Moving back in with their parents fixed their finances — and shook their sense of adulthood
Natalia Molina
- Adults moving in with parents for financial relief can face unanticipated identity crises.
- Multigenerational living reshapes their views on independence and adulthood.
- Unexpected benefits include deeper family ties, despite initial reluctance.
For many adults, moving in with parents or in-laws was supposed to solve a practical problem. The finances would stabilize. The help would be temporary. Privacy would be the main sacrifice.
What people didn't expect was how much the move would unsettle their sense of adulthood.
Across stories from ten people who lived in multigenerational households as adults — often after marriage, having kids, or hitting a breaking point at work — many said the financial relief mattered, but the harder, longer-lasting adjustment was emotional. The experience reshaped how they thought about independence, pride, and family roles.
Most people didn't want to move in. They felt they had to.
When Lauren Barnhill, a writer living in Midland, Texas, moved in with her parents at 32 shortly after getting married, it wasn't something the newlyweds had wanted.
"We weren't exactly thrilled at first — I mean, who wants to move back in with their parents right after getting married?" she wrote in an essay for Business Insider in 2025. The move allowed her husband to complete a required internship tied to his degree, and the couple framed it as temporary.
Others described similar pressure. Laura Kerr walked away from her career and rebuilt her life from her parents' home at 42 after her health collapsed. Katie Bunton moved her family in with her mother-in-law at 33 to save money after realizing their finances weren't sustainable on their own.

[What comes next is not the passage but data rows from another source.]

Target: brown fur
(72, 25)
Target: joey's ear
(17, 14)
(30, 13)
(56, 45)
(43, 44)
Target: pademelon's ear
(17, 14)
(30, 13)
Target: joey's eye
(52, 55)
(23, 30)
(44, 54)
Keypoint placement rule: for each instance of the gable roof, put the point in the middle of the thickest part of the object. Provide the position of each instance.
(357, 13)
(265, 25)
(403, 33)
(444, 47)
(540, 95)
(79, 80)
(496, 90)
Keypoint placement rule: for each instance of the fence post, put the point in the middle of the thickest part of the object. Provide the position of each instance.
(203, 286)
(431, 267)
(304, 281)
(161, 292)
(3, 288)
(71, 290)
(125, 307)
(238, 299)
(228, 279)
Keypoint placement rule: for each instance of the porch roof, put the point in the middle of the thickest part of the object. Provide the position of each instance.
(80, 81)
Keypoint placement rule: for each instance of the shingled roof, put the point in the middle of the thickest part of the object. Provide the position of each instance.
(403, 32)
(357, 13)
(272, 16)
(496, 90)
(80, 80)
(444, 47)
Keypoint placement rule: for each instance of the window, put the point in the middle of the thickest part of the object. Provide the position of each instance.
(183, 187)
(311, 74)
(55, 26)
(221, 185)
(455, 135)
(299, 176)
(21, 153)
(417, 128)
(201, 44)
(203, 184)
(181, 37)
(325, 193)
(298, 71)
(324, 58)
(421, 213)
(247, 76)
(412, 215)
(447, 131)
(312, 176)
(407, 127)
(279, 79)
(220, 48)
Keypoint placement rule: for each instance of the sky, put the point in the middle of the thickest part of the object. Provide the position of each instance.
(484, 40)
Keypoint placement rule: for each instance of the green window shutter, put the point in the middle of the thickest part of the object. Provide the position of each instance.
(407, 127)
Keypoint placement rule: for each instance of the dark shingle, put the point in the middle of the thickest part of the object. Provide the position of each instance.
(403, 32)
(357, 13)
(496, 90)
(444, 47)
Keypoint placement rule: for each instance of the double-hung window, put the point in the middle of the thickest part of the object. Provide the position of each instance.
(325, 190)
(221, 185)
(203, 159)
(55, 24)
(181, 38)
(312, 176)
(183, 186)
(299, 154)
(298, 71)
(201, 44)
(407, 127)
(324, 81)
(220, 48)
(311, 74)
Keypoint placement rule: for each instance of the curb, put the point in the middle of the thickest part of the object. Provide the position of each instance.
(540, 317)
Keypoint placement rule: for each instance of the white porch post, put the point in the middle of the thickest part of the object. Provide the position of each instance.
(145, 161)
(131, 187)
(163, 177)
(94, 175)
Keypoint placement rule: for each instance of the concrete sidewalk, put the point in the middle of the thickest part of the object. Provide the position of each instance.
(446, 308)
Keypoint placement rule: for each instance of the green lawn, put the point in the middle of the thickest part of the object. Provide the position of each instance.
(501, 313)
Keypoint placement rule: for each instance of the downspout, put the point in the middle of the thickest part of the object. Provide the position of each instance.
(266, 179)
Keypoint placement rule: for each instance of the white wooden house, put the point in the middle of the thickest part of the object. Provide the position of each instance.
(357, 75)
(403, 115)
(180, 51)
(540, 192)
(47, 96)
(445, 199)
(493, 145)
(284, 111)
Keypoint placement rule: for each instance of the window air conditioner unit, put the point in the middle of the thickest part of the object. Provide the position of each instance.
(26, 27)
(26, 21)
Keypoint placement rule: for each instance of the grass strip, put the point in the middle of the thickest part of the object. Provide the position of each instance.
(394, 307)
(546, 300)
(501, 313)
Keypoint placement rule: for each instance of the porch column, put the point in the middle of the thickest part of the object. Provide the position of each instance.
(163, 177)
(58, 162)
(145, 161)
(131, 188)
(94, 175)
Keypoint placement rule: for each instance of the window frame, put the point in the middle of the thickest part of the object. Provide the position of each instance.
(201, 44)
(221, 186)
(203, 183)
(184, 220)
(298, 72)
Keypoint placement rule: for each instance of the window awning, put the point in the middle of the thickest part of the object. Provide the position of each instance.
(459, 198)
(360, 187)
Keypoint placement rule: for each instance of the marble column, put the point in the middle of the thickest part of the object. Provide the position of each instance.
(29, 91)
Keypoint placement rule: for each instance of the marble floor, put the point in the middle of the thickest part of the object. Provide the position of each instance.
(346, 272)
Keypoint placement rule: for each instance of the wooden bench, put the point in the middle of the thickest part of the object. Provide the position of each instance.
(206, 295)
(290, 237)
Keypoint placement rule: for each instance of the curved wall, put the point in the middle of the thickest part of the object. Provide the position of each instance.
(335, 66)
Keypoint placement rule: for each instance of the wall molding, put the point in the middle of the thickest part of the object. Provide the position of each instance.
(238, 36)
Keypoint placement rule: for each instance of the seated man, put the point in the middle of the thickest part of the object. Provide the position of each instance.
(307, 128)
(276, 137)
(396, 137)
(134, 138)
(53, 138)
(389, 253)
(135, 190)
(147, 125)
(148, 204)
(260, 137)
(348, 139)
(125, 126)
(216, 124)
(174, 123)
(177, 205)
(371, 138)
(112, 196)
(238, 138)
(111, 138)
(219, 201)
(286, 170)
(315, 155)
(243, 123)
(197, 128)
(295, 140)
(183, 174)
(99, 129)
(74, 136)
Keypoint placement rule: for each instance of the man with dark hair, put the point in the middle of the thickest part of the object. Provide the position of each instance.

Several people said labeling the move as short-term made it easier to accept, even when circumstances offered no clear timeline for leaving.
Courtesy of Laura Kerr
The hardest parts weren't logistical. They were psychological.
For Natalia Molina, who moved back to her parents' home in Florida at 28 after burnout and debt, the emotional impact hit fast.
"The first two months of living with my parents were isolating, and I honestly felt like a failure," she said. "I felt like I had blown up my life and gone back to square one."
Others described the same tension in different terms. Ces Heradia, who lived in a multigenerational household in her 30s, said living with family stripped away the version of adulthood she thought she was supposed to have.
"I still don't feel like a real adult," she wrote.
What surprised people, for better and worse
Genevieve Dahl didn't expect her mother-in-law moving in to improve her family's daily life. Instead, she said the extra support eased marital strain and made parenting feel manageable again.
"For months, my husband and I were roommates at best," she wrote.
Others found unexpected closeness through routine. Barnhill, who had been uneasy about moving back home, found that ordinary moments with her parents became grounding. "It was refreshing — meditative even — to watch my mom come home from work, set her purse on the kitchen counter, and take off her shoes every day," she wrote.
For Hannah Howard, living with grandparents changed how parenting felt. "It's emotional support. It's feeling like I'm not parenting in a vacuum," she said.
Across their experiences, the move rarely felt like a clean win or failure. Some relationships deepened, others frayed. Several people said that once the money pressure eased, the harder work was sitting with what the move changed about how they saw themselves as adults.